Redezeit

»Die Menschheit ist eine Sackgasse der Schöpfung«

Baron Guttenberg, Sie sind als Dirigent mit Bachs großen Sakralwerken wie der Matthäus-Passion zu Weltruhm gelangt. Gleichzeitig aber sind Sie der festen Überzeugung, dass es angesichts des Leids in der Welt keinen Gott geben könne. Steht diese Auffassung nicht im krassen Gegensatz zu Bachs aus tiefer Religiosität entstandenen Werken?
Nein, ich finde, das passt sehr gut zusammen. Meine Aufgabe als Bach-Dirigent ist es, das Gefühl des spirituellen Heimwehs zum Ausdruck zu bringen. Und als Atheist weiß ich nur zu gut, wie es sich anfühlt, wenn einem der Glaube an Gott abhandengekommen ist. Als Dirigent bringe ich mein Verhältnis zur Religion in derselben Weise zum Ausdruck wie jemand, der unendlich einsam ist und bedingt durch seine Sehnsucht nach Geborgenheit von Liebe spricht.
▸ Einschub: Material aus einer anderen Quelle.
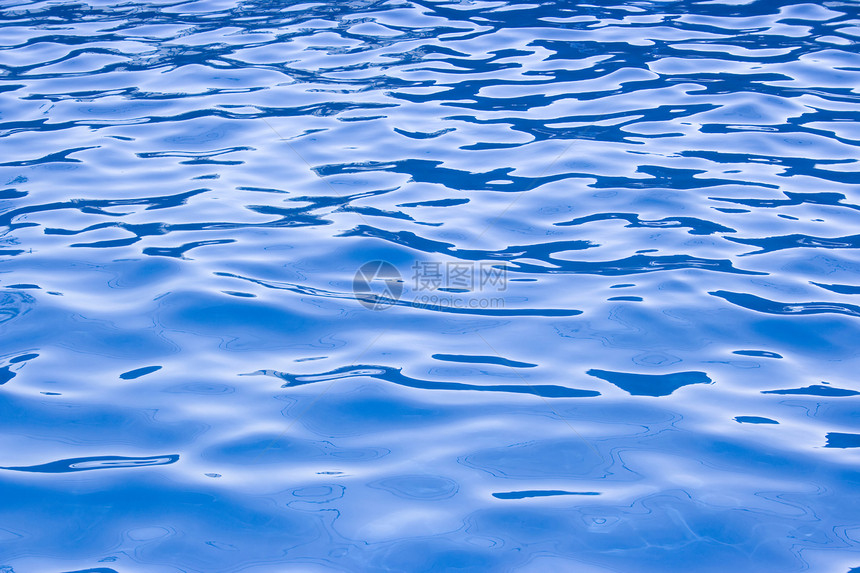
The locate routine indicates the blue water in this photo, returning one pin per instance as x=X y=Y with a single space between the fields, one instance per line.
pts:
x=647 y=364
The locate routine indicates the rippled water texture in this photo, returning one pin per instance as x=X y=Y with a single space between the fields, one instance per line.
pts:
x=666 y=380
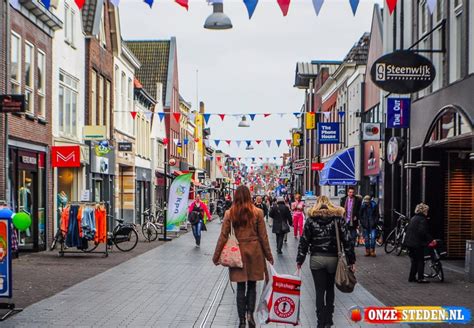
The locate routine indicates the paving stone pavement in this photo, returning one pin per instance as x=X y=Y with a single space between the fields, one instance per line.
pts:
x=174 y=285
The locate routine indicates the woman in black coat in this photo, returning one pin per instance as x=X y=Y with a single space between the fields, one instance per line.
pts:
x=417 y=239
x=281 y=215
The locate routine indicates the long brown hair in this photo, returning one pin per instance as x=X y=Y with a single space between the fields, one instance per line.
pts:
x=242 y=210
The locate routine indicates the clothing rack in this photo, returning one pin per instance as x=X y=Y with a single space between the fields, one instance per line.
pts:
x=105 y=252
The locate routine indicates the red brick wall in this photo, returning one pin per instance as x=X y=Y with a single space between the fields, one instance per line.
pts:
x=102 y=61
x=31 y=129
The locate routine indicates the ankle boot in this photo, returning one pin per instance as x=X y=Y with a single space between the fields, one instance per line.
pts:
x=329 y=310
x=321 y=318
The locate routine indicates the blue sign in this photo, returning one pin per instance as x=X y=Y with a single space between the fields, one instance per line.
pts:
x=5 y=258
x=398 y=113
x=328 y=133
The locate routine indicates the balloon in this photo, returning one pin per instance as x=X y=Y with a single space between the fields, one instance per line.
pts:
x=6 y=213
x=22 y=221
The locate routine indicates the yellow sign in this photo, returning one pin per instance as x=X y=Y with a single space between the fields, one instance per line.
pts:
x=310 y=121
x=296 y=139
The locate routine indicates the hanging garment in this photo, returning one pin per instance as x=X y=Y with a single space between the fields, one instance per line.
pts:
x=72 y=238
x=88 y=224
x=101 y=225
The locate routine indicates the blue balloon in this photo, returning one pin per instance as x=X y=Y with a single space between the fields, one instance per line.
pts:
x=6 y=213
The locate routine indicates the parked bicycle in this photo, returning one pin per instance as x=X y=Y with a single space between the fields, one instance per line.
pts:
x=395 y=239
x=151 y=225
x=433 y=266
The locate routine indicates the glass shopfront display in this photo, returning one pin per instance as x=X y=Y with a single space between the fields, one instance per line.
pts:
x=27 y=175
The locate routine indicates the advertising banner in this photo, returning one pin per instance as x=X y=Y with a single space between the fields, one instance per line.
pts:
x=5 y=259
x=328 y=133
x=398 y=113
x=178 y=201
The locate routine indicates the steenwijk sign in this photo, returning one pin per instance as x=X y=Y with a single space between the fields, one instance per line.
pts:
x=403 y=72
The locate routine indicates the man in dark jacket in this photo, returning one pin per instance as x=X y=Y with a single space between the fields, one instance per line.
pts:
x=281 y=215
x=351 y=204
x=368 y=218
x=416 y=239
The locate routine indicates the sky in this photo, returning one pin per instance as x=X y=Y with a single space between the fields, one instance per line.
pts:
x=250 y=68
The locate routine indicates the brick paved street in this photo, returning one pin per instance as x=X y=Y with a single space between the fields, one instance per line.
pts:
x=174 y=285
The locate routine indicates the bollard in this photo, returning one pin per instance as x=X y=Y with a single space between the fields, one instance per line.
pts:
x=469 y=261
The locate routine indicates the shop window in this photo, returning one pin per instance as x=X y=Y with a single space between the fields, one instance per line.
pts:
x=455 y=40
x=29 y=82
x=450 y=124
x=41 y=83
x=15 y=65
x=68 y=97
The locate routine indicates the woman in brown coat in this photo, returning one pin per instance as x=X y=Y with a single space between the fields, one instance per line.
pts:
x=251 y=232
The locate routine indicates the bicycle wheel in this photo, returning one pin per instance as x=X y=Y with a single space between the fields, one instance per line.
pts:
x=150 y=232
x=125 y=239
x=390 y=242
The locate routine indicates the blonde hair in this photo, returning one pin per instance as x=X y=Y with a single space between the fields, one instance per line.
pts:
x=422 y=208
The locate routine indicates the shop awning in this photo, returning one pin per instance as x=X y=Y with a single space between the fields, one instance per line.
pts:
x=339 y=170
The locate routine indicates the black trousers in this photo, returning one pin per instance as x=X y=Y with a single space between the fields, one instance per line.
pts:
x=280 y=238
x=417 y=257
x=246 y=302
x=324 y=285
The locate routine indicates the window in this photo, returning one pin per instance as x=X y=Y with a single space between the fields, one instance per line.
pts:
x=69 y=20
x=100 y=108
x=15 y=71
x=93 y=98
x=68 y=96
x=41 y=83
x=455 y=42
x=29 y=82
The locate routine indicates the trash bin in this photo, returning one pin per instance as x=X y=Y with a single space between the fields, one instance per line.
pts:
x=469 y=264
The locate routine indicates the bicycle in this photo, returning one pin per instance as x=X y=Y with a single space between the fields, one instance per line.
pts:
x=124 y=236
x=396 y=237
x=433 y=262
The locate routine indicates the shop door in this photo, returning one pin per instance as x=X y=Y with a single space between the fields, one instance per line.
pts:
x=459 y=212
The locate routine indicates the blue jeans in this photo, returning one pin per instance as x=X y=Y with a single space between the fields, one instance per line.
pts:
x=197 y=232
x=369 y=236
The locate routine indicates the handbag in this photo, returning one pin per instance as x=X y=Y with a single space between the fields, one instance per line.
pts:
x=345 y=277
x=231 y=256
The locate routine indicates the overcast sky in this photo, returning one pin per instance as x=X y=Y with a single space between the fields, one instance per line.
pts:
x=251 y=68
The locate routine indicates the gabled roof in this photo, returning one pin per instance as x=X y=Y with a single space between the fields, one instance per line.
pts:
x=91 y=16
x=155 y=57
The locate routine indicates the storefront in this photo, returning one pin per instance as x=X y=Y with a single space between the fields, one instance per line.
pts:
x=28 y=193
x=442 y=163
x=142 y=192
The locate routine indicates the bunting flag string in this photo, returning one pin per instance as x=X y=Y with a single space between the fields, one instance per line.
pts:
x=317 y=4
x=431 y=5
x=354 y=5
x=251 y=5
x=284 y=6
x=391 y=5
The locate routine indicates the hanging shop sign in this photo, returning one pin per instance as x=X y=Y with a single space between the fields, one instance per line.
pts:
x=371 y=131
x=403 y=72
x=398 y=113
x=125 y=146
x=94 y=132
x=394 y=150
x=12 y=104
x=66 y=156
x=317 y=166
x=102 y=148
x=328 y=133
x=6 y=285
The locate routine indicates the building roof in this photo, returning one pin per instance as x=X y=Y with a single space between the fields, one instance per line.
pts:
x=360 y=51
x=154 y=56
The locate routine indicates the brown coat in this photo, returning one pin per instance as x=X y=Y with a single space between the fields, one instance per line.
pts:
x=254 y=246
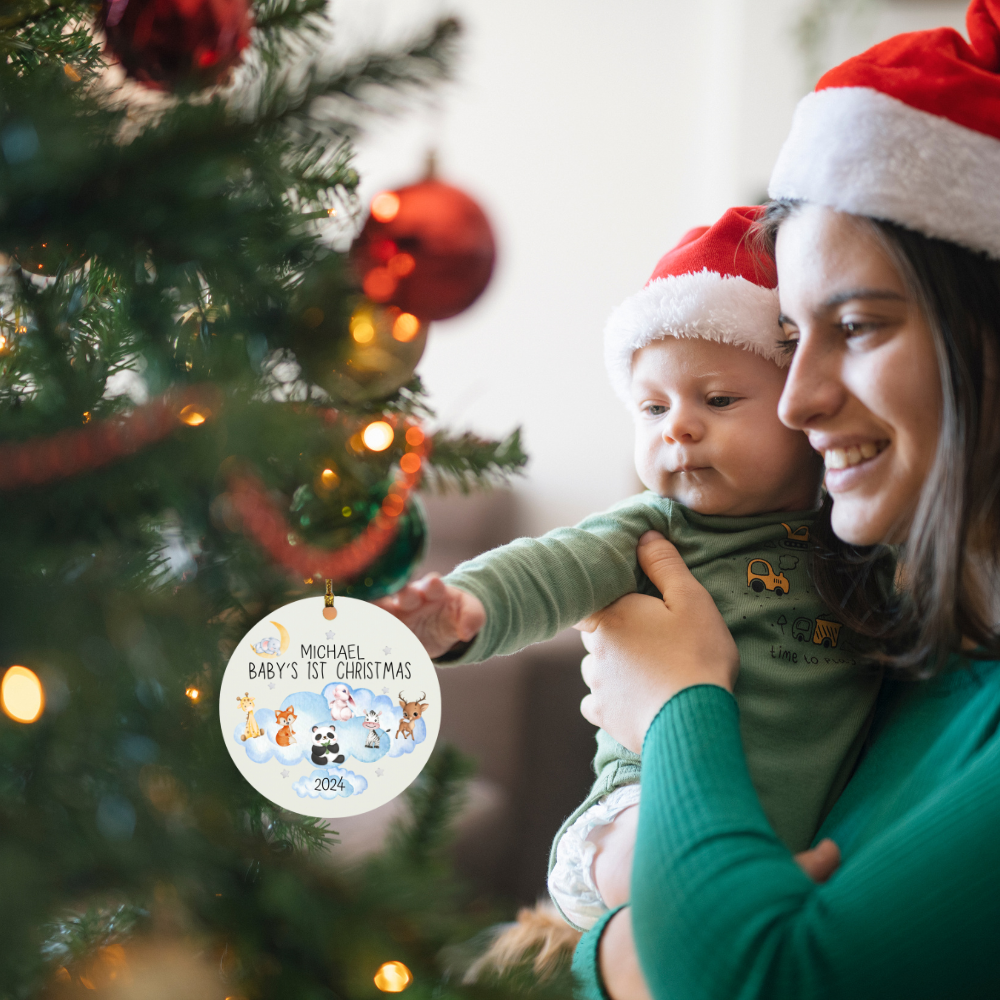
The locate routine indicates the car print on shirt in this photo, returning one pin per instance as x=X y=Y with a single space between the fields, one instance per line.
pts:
x=761 y=577
x=823 y=631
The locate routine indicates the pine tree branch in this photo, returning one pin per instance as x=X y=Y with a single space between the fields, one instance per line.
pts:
x=469 y=461
x=433 y=801
x=317 y=97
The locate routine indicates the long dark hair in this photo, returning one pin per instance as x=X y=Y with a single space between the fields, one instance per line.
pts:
x=942 y=589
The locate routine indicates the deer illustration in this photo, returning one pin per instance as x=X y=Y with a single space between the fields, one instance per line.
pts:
x=286 y=734
x=412 y=710
x=246 y=705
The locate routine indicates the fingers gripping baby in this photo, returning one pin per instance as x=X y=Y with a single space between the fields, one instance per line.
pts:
x=696 y=358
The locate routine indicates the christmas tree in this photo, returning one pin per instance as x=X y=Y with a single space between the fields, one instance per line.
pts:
x=207 y=409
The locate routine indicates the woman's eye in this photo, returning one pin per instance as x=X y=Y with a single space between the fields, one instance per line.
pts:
x=857 y=327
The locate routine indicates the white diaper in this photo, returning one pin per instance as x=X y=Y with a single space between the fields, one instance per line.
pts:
x=571 y=881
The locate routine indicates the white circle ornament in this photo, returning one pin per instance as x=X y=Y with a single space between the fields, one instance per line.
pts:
x=326 y=717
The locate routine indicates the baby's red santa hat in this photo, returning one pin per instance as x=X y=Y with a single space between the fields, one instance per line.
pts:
x=713 y=285
x=907 y=132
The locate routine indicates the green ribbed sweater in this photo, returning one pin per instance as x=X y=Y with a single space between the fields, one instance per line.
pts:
x=805 y=702
x=721 y=911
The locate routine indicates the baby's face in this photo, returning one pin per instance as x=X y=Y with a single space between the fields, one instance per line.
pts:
x=707 y=432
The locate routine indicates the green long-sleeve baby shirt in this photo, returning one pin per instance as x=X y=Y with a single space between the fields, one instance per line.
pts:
x=805 y=698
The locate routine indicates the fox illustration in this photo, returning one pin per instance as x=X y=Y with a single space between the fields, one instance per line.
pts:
x=286 y=734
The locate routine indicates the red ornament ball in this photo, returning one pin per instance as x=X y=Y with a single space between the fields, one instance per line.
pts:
x=427 y=248
x=166 y=44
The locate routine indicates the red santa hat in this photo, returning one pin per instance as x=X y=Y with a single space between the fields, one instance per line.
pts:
x=909 y=132
x=712 y=285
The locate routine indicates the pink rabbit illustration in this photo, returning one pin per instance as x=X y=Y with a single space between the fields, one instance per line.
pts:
x=342 y=705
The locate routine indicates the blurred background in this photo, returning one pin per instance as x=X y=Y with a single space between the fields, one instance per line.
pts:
x=594 y=134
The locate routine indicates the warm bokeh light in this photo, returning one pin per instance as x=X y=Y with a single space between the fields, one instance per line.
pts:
x=393 y=977
x=385 y=206
x=192 y=416
x=363 y=331
x=401 y=265
x=378 y=435
x=406 y=327
x=21 y=694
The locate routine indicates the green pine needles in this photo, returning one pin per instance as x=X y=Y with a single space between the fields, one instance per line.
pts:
x=156 y=245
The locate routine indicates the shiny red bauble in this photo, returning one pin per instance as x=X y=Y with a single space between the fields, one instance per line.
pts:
x=170 y=44
x=427 y=249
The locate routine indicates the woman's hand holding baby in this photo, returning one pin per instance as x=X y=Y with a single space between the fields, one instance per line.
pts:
x=643 y=651
x=439 y=615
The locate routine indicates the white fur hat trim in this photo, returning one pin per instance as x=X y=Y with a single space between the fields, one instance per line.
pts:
x=860 y=151
x=702 y=305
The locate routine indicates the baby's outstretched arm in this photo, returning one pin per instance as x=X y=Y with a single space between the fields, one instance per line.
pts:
x=438 y=614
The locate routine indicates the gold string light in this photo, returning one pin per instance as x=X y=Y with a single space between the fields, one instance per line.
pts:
x=378 y=435
x=393 y=977
x=21 y=694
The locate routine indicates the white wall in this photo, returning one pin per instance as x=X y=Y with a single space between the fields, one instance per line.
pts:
x=594 y=134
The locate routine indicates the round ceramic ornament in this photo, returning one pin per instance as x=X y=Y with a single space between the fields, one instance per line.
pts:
x=330 y=716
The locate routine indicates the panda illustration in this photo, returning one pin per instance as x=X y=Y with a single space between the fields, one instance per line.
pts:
x=326 y=750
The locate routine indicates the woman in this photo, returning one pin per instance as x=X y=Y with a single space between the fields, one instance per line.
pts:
x=895 y=328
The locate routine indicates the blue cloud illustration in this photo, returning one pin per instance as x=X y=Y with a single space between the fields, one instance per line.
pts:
x=310 y=710
x=331 y=783
x=352 y=734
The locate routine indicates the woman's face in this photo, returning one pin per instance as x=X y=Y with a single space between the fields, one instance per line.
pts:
x=864 y=382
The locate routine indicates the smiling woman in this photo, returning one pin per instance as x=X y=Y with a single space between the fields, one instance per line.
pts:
x=895 y=337
x=894 y=329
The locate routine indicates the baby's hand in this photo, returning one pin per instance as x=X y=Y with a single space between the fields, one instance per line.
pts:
x=438 y=614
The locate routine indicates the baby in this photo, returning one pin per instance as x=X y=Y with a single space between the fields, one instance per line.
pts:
x=695 y=357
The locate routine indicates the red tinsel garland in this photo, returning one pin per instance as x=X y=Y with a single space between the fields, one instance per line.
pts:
x=100 y=442
x=264 y=523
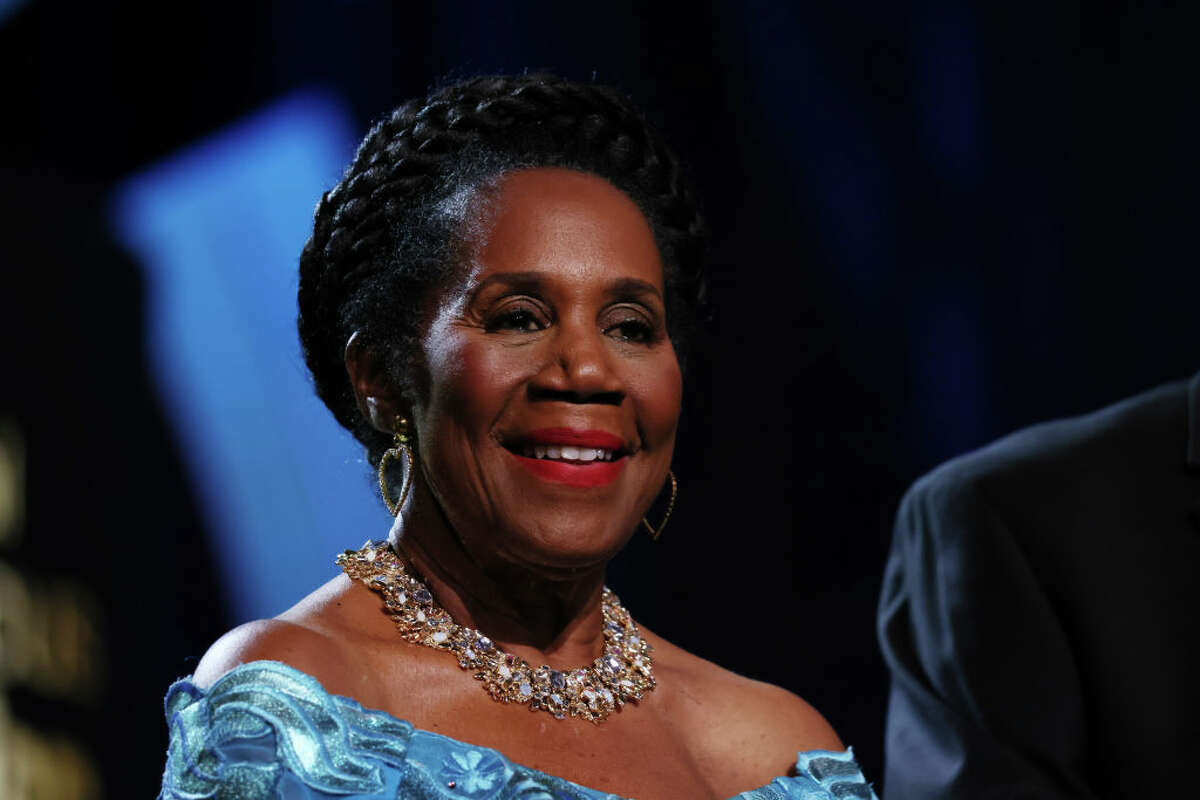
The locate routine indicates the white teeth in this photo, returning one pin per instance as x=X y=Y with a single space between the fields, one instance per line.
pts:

Das heißt, Sie glauben zwar nicht an Gott, aber Sie vermissen ihn?
Und wie! Früher war ich ein tiefgläubiger Mensch, und das Gefühl, in der Religion geborgen zu sein, fehlt mir ungemein. Aber man kann sich eben nicht aussuchen, ob man glaubt oder nicht.

Gab es ein bestimmtes Ereignis, woraufhin Sie den Glauben verloren haben?
So etwas wie einen Wendepunkt gab es nicht, und ich persönlich habe ja auch keinen Grund, mich zu beklagen. Ich lebe auf der Sonnenseite der Titanic, mir geht es gut, ich bin finanziell unabhängig - alles wunderbar. Aber global gesehen wurde es mir mit den Jahren immer weniger möglich, die Geschehnisse in der Welt mit der Existenz eines allgütigen und allmächtigen Gottes zu vereinbaren. Ich halte die Natur und den Menschen einfach für unglaublich grausam.

Inwiefern?
Der Mensch ist der zerstörerische Faktor. Die Menschheit ist eine Sackgasse der Schöpfung. Es ist meine tiefe Überzeugung: Angesichts des Alters des Universums wird sie allenfalls ein Huster der Geschichte sein. Da ist es nur allzu klar, dass der Mensch Religionen stiftet, die Ordnung in das ganze Chaos bringen sollen. Wir brauchen den Schulmeister und Hoffnungsspender Religion. Bedenken Sie, dass mit dem ersten Atemzug des Lebens zugleich das Ende vorausgesagt ist. Wenn Sie so wollen, gibt es zur Windel das Leichentuch gleich dazu.

Wenn alles dem Untergang geweiht ist, wozu dann überhaupt noch dieses Leben?
Das ist eine gute Frage. Ich kann sie bis heute nicht beantworten, und hätte ich eine Antwort, wäre ich vermutlich ein tiefreligiöser Mensch. Wobei ich betone: Ich versuche trotz allem, das Christentum zu leben. Die Religion spielt im Leben meiner Familie nach wie vor eine zentrale Rolle.

Gründet Ihr unermüdliches Engagement für den Umweltschutz in der Überzeugung von der Sinnhaftigkeit der christlichen Lehre?
Das Bewahren der Schöpfung ist ein zutiefst jüdisch-christlicher Gedanke. Aber wir berufen uns im Abendland immer nur darauf, dass wir uns die Erde untertan machen sollen, wie es in der Genesis heißt. Doch dort steht eben auch, dass man den Garten Eden zu bewahren hat. Leider haben wir uns darüber immer hinweggesetzt. Wenn man sieht, dass alle ökologischen Katastrophen eingetreten sind, die die Wissenschaftler vor 40 Jahren vorausgesagt hatten, bleibt einem nichts anderes übrig, als ein furchtbarer Pessimist zu werden.

Der Optimist wird Ihnen entgegenhalten, dass die Pessimisten schon seit Jahrtausenden den Untergang predigen, der Mensch aber stets in der Lage war, Lösungen für scheinbar unlösbare Probleme zu finden.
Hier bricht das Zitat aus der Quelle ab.